Daze of My Life: It's Not DiGiorno's; It's Delivery

Daze of My Life
It's Not DiGiorno's; It's Delivery
by Kenneth B. Lourie

I realize what I'm about to admit may have ramifications beyond my own freezer, so far as the employees of the not-to-be-named brands are concerned but, I think I'm going to stop buying frozen pizzas from the supermarket.
Unfortunately, and this has been my experience for years now--make that decades, that despite the cooking instructions found on the packaging--more or less degrees for softer or crispier crust, placement directly on an oven rack or on a baking sheet for softer or crispier crusts and/or defrosting in the microwave, then baking in the oven, etc.--the ends have never justified spending the means to be able to open my freezer and have a staple of my diet within arm's reach.
Try though I have to find an answer to my preparing-at-home pizza needs, the question remains--Why do I even bother? Well, I won't be bothering anymore.
Believe me, I'm not a complete moron (only a partial one). I understand that the frozen pizza available from my local grocer is never going to taste like the pizza from Pino's Pizza in Cleveland Circle (in Massachusetts) used to taste, or how the pizza from New Haven Pizza in West Chester (Pennsylvania) tastes, but a few examples of the hundreds if not thousands of pizzeria-type sub joints all over America where pizza is the house, if not neighborhood, specialty. Still, I can't help myself, or at least until this most recent purchase.

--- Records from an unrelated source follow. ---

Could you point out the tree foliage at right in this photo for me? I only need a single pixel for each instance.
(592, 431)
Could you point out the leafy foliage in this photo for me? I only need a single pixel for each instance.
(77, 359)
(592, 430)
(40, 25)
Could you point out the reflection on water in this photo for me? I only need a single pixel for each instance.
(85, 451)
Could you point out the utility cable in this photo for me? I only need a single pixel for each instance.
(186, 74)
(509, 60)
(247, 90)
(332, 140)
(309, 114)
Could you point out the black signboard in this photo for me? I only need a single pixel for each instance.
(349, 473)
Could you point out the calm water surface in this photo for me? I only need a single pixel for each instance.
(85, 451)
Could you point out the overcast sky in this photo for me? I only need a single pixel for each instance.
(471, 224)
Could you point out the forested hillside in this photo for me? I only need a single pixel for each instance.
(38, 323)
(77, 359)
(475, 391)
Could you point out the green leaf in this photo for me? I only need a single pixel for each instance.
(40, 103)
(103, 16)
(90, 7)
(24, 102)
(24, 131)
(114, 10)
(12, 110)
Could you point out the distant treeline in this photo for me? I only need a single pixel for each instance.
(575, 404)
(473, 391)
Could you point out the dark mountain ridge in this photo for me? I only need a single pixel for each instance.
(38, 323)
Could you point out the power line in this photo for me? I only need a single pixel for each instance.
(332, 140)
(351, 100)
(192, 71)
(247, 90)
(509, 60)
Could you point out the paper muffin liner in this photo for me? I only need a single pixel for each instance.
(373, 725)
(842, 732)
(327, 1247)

I have been unable to help myself from buying this frozen delicacy (though only when on sale) in the hope, delusional expectation might be more accurate, that one day, when I take that first bite, the crust crunches and the toppings melt in my mouth not on my hands.

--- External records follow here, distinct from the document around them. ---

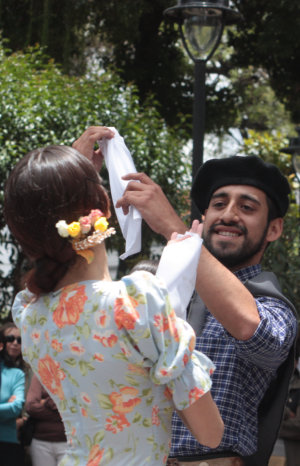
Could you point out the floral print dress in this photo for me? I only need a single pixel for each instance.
(115, 359)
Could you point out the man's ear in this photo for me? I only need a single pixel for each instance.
(275, 229)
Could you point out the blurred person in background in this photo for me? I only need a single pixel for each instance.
(12, 396)
(49, 441)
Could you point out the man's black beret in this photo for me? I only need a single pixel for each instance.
(246, 170)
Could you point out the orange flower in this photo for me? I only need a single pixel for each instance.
(108, 339)
(85, 397)
(195, 394)
(35, 336)
(51, 375)
(125, 312)
(56, 345)
(116, 423)
(155, 418)
(77, 348)
(162, 323)
(138, 369)
(168, 393)
(101, 318)
(84, 412)
(125, 401)
(99, 357)
(95, 456)
(70, 306)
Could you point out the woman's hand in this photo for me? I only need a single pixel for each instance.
(196, 227)
(85, 144)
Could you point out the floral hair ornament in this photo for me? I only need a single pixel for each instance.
(86, 233)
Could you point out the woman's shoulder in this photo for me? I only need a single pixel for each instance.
(13, 373)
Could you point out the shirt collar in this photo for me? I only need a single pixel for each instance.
(248, 272)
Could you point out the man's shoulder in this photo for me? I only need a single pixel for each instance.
(266, 284)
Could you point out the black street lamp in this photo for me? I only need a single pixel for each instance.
(201, 26)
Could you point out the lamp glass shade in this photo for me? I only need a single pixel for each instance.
(296, 164)
(201, 30)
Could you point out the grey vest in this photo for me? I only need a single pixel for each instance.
(271, 407)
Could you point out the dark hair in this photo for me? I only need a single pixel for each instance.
(7, 360)
(47, 185)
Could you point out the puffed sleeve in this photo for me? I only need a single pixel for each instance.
(14, 379)
(165, 341)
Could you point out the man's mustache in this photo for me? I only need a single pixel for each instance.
(241, 228)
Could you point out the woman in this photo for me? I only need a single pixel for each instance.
(112, 355)
(12, 389)
(48, 445)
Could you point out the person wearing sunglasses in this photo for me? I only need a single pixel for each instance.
(12, 396)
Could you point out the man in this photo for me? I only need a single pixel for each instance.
(248, 334)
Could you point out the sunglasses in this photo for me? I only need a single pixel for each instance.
(12, 338)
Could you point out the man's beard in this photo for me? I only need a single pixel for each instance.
(240, 256)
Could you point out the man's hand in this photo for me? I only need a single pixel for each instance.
(85, 144)
(149, 199)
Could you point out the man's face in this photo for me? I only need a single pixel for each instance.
(236, 225)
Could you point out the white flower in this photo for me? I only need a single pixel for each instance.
(62, 228)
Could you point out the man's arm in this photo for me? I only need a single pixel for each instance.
(224, 295)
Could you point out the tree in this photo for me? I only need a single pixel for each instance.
(52, 108)
(282, 256)
(145, 49)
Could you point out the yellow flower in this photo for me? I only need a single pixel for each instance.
(74, 229)
(101, 224)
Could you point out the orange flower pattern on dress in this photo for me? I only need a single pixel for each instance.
(125, 401)
(116, 423)
(125, 312)
(99, 357)
(70, 306)
(77, 348)
(51, 375)
(155, 418)
(95, 456)
(56, 345)
(115, 360)
(108, 339)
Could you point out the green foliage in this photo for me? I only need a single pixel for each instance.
(268, 37)
(39, 105)
(282, 256)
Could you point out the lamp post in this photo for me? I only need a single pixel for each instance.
(201, 26)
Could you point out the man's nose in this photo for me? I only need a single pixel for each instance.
(230, 213)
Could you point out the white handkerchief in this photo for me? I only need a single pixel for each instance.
(119, 162)
(178, 269)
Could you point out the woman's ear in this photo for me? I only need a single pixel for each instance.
(275, 229)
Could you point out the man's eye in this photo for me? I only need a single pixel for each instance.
(247, 207)
(218, 204)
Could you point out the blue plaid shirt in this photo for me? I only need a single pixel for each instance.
(243, 372)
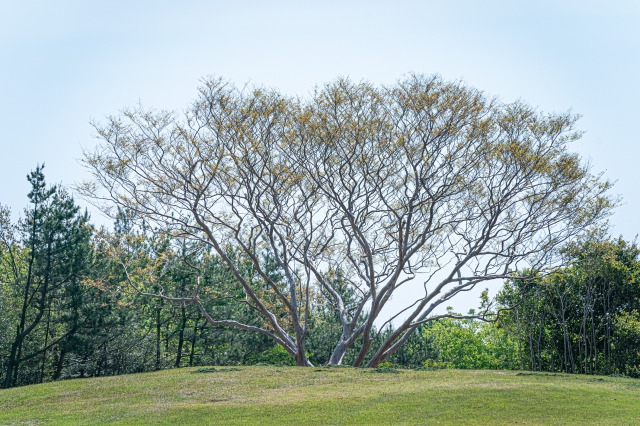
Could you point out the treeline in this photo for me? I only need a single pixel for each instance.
(72, 305)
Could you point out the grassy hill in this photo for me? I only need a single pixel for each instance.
(290, 395)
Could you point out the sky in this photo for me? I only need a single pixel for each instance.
(67, 63)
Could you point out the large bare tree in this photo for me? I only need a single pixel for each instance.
(425, 184)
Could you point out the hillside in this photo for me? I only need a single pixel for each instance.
(292, 395)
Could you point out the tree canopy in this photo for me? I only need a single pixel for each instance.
(425, 184)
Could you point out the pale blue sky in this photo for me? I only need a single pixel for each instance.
(64, 63)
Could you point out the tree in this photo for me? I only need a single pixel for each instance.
(45, 257)
(583, 317)
(424, 184)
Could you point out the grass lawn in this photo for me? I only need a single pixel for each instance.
(290, 395)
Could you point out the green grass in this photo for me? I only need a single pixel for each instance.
(290, 395)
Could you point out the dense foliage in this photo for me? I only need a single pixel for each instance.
(72, 305)
(423, 186)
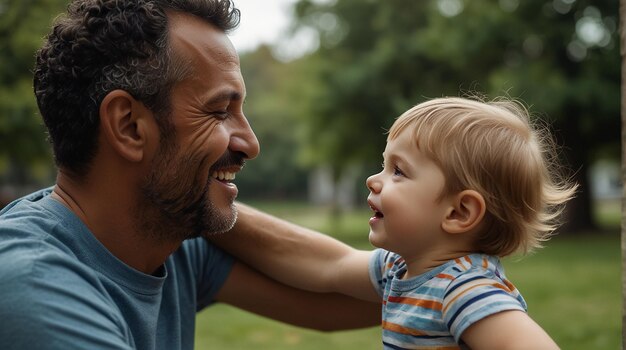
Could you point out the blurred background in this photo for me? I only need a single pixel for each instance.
(325, 78)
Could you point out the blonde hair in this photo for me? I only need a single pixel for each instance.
(494, 149)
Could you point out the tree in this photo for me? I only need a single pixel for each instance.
(382, 57)
(23, 148)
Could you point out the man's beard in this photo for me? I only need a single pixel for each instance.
(174, 203)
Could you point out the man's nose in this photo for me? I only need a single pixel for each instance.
(244, 140)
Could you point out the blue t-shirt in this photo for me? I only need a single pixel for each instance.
(433, 310)
(60, 288)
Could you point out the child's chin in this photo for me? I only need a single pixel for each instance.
(375, 239)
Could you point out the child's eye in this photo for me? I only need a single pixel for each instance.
(397, 172)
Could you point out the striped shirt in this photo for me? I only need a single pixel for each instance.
(432, 310)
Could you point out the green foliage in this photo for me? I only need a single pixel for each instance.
(572, 287)
(382, 57)
(23, 147)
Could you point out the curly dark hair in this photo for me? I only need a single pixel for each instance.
(102, 45)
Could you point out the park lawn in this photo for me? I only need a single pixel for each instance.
(572, 287)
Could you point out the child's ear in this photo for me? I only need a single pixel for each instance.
(465, 213)
(124, 124)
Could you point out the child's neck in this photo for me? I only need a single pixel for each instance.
(418, 265)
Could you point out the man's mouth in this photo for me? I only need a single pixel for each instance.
(222, 175)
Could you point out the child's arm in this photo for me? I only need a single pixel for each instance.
(297, 256)
(507, 330)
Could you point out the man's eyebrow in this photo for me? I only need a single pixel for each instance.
(224, 96)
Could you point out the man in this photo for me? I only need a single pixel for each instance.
(143, 103)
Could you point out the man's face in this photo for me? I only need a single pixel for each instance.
(189, 188)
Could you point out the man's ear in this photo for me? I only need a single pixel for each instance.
(124, 122)
(465, 213)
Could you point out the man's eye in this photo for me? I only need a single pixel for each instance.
(222, 115)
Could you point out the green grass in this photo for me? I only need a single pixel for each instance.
(572, 287)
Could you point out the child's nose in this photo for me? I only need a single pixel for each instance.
(372, 183)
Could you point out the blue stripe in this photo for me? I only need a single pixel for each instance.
(460, 283)
(473, 300)
(391, 346)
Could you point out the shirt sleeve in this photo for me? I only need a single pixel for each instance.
(472, 297)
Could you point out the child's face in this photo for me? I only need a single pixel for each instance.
(405, 197)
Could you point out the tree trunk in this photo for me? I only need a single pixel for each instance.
(622, 16)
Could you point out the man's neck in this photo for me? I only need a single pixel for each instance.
(108, 212)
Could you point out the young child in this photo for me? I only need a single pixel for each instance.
(463, 183)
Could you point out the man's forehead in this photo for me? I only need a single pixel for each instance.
(194, 38)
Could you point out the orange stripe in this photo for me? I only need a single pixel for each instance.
(401, 329)
(445, 275)
(497, 285)
(427, 304)
(393, 327)
(509, 285)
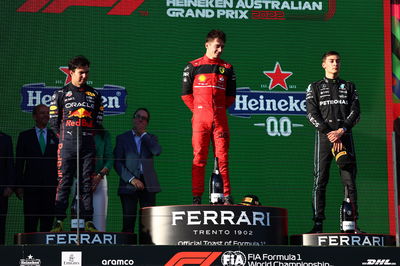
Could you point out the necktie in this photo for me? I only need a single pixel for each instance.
(42, 142)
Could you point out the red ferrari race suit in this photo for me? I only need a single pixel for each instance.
(208, 89)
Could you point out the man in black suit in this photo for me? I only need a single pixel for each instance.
(133, 161)
(36, 166)
(7, 180)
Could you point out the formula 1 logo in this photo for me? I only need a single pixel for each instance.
(119, 7)
(271, 103)
(233, 258)
(193, 258)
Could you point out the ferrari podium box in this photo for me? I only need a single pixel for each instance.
(217, 225)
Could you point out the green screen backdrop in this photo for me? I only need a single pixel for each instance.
(140, 47)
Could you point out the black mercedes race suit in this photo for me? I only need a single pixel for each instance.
(332, 104)
(74, 114)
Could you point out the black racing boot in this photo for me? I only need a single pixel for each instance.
(317, 228)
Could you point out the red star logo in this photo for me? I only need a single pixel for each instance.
(278, 77)
(65, 70)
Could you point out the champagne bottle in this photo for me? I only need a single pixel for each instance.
(216, 185)
(75, 222)
(347, 215)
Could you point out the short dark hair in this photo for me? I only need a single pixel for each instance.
(144, 109)
(213, 34)
(329, 53)
(78, 61)
(37, 107)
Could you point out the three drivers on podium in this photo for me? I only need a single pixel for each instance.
(209, 88)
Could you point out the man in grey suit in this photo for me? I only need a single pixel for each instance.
(133, 161)
(7, 180)
(36, 168)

Maybe it's my age or my taste buds (or lack thereof, right, Dina?) or my girth or my cholesterol or the parental words of advice so often heard from my mother, Celia, "KB, if you could only lose 50 pounds..." . But if there's one item I will definitely be eliminating from my shopping cart; it's the formerly ever popular and ever-available, frozen pizza. Please, don't feel sorry for me, there's still plenty of other convenient fast food frozen in my grocer's freezer. But for the moment, and hopefully many moments yet to come, I am through buying frozen pizza, other than Stouffer's brand French Bread Pizza's that is. They're still extremely high on my must eat list. Nevertheless, from now on, whatever the packaging or marketing enticement is--"Pizzeria-style,"
"Rising Crust," "Brick Oven," or the ubiquitous "Classic"--my inaction, as in not buying, will speak louder than words ever could.

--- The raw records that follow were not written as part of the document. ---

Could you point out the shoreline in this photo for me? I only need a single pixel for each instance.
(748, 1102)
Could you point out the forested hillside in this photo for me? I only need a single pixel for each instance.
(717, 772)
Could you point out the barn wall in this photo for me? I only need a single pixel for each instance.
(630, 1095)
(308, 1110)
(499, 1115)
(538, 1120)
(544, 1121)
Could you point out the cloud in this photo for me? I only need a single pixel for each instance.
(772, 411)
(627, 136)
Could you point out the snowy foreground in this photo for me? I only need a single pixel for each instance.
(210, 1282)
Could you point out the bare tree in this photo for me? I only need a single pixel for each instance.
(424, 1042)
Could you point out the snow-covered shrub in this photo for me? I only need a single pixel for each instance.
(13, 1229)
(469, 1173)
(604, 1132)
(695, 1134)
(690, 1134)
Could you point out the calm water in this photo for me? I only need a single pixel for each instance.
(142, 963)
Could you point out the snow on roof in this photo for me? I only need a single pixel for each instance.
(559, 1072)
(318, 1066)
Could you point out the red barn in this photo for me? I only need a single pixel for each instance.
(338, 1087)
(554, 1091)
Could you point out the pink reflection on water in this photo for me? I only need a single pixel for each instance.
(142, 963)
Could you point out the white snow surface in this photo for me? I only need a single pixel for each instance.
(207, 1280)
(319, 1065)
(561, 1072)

I don't come to this decision lightly. If nothing else, I am a creature of habit and food familiarity. It's rare that I ever venture beyond what's already on my own plate. That's not to say, in this context anyway that, I'll never buy another brand of frozen pizza (never is a long time) but, if that pizza doesn't have pepperoni or sausage on it as toppings, forget about it. It is to say, however that, perhaps after all the relatively tasteless frozen pizza calories I've consumed, I'm finally developing an awareness and acceptance of the limits of frozen food in general and frozen pizza in particular.
I think what's always thrown me though is the pizza artwork on the box. It always makes the pizza look like it tastes delicious. And even after cooking the pizza at home, it still looks good: golden brown, the cheese melted, the toppings all gooey, etc. But looks can be deceiving, and as much as I wish it were not true, the inside of the box doesn't taste nearly as good as the outside of the box would have you believe. I'm not blaming anyone or any one manufacturer, I'm just realizing, finally, that books are not the only products that shouldn't be judged by their covers.

Lourie is a regionally syndicated columnist who resides in Burtonsville, MD.